Surface modification of activated carbon using an atmospheric pressure dielectric barrier discharge (DBD) plasma jet

Abstract

We successfully modified an activated carbon layer using an atmospheric pressure plasma jet. The plasma was generated in dielectric barrier discharge (DBD) configuration using Cu wire and Cu tape separated by dielectric glass with an inner diameter of ∼1 mm. An alternating current of 1.5 kV was supplied to the electrodes to generate the plasma using a mixture of Ar gas and ammonia vapor at varied flow speeds of 1 to 7 L/min for one-minute treatment. The changes to the wettability of the carbon surface were estimated from the contact angle of a water drop.
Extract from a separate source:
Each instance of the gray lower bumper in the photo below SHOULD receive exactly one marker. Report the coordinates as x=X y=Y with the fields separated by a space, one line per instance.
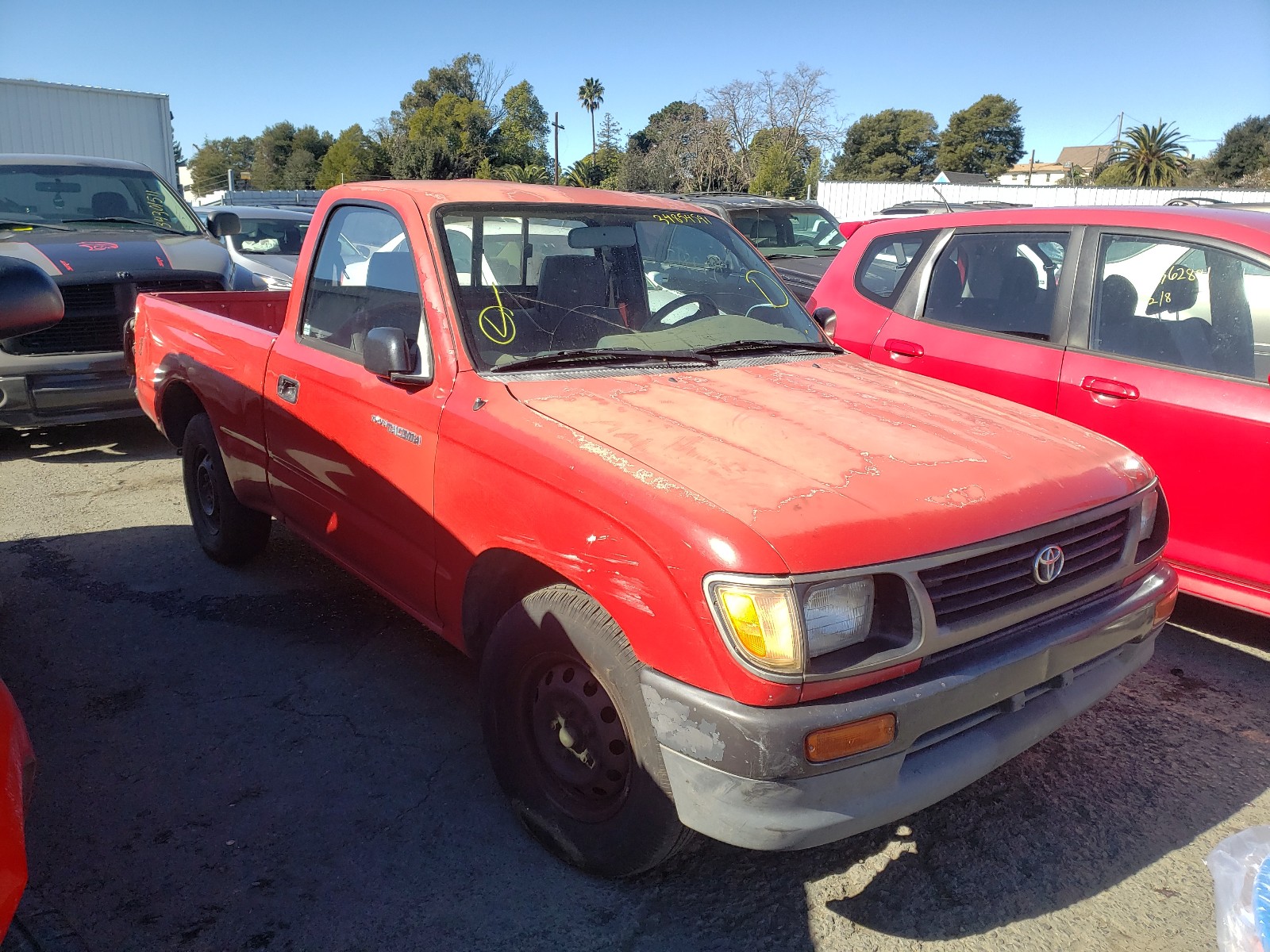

After plasma treatment, a significant improvement in the surface hydrophilicity was observed. The contact angle decreased to ∼6° from its initial contact angle of 74°. This hydrophilic property was likely due to the successful attachment of an amino group supplied by the NH3 plasma. An amino-functional group was covalently bound to the carbon, which happened after etching by Ar plasma during the plasma jet processing. In addition, Fourier transform infrared (FTIR) profiles were taken to provide definitive proof of the suggested amino surface modification. Overall, the plasma treatment described in the present study may become a tool in surface treatment modification applications conducted in atmospheric conditions for carbon-based materials.